SAMWU also has received some support for its campaign at the National Labour Relations Forum For Local Government (NLRFLG) which brings together organised labour (SAMWU and IMATU) and organised employers (SALGA - South African Local Government Association). A June 1997 resolution supported local government service delivery as the preferred form. While SALGA could not commit to stopping its members from continuing with privatisation processes already underway, the NLRFLG agreed to a process to develop plans for public sector delivery of services.

Conclusion

The move towards public/private partnerships must be understood as one of the features of globalization - which includes: an overriding belief in the effectiveness of the unfettered market, emphasising the need for both countries and cities to be internationally competitive, with decentralised service delivery and liberalised economies. In this context, public/private partnerships have become an accepted form of service delivery: international capital and their governments portray them as neutral development tools. However, they must be viewed as a form of privatisation, and as partnerships which promote the interests of capital, especially transnational companies, rather than workers and communities. These market-based economic activities do not offer "free choice" to communities with little money.

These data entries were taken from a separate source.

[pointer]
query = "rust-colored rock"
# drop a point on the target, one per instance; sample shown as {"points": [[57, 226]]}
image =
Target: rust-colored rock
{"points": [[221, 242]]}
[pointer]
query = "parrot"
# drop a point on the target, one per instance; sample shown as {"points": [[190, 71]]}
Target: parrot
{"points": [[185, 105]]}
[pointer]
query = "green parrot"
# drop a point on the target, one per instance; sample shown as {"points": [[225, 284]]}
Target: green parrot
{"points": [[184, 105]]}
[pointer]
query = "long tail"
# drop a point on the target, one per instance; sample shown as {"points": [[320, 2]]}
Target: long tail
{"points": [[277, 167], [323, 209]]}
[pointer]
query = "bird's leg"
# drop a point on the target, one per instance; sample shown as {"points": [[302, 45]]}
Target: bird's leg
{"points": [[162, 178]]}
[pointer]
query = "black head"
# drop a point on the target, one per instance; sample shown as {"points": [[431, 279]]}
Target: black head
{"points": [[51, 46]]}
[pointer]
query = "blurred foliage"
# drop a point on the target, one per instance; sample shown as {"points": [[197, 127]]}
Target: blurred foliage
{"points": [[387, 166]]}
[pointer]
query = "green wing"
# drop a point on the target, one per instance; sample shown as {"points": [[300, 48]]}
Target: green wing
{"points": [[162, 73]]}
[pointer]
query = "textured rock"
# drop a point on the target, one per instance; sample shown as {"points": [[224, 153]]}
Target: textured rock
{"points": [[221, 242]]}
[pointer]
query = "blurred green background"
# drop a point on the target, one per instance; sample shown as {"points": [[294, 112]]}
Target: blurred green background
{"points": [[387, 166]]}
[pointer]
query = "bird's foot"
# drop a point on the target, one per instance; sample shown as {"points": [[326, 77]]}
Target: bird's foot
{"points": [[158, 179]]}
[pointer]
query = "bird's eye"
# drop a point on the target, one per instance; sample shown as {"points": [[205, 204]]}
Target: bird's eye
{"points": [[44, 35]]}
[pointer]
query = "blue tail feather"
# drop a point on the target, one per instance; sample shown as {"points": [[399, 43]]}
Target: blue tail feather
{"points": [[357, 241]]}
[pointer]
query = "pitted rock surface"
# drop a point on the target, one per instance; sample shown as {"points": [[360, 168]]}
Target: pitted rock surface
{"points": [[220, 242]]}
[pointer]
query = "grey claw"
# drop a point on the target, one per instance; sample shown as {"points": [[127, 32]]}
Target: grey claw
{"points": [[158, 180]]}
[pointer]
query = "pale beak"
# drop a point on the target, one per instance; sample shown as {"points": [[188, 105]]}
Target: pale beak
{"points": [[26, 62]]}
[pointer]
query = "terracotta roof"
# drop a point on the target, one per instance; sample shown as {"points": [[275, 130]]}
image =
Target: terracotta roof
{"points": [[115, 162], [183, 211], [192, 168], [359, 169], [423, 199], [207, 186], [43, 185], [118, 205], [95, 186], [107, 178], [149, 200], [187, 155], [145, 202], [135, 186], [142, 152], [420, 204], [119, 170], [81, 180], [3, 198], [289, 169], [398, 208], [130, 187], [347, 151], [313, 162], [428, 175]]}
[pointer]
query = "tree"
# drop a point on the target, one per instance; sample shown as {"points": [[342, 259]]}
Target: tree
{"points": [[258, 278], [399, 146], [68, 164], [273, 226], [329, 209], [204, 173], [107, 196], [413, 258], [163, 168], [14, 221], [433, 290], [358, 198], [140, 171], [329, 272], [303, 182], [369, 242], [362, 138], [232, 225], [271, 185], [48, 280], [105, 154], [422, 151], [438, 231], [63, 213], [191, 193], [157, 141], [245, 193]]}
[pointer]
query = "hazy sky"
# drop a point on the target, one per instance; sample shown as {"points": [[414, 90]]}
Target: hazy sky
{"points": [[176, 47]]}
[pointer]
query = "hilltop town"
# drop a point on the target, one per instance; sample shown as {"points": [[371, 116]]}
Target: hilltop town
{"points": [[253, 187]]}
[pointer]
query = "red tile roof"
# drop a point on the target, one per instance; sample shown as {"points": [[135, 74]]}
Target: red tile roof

In rejecting the governments argument that public/private partnerships are necessary to help meet the developmental needs of South Africa, and in mobilising a campaign against privatisation, SAMWU has delayed their implementation and forced the issue of public sector delivery onto the agenda. Perhaps the most important aspect of the SAMWU campaign is that it counters the argument that there is no alternative to privatisation. SAMWU cannot battle privatisation alone, however. The possibility of effectively shifting local government service delivery rests on the extent to which they are able to mobilise sufficient support - both from the labour movement as a whole and from the affected communities.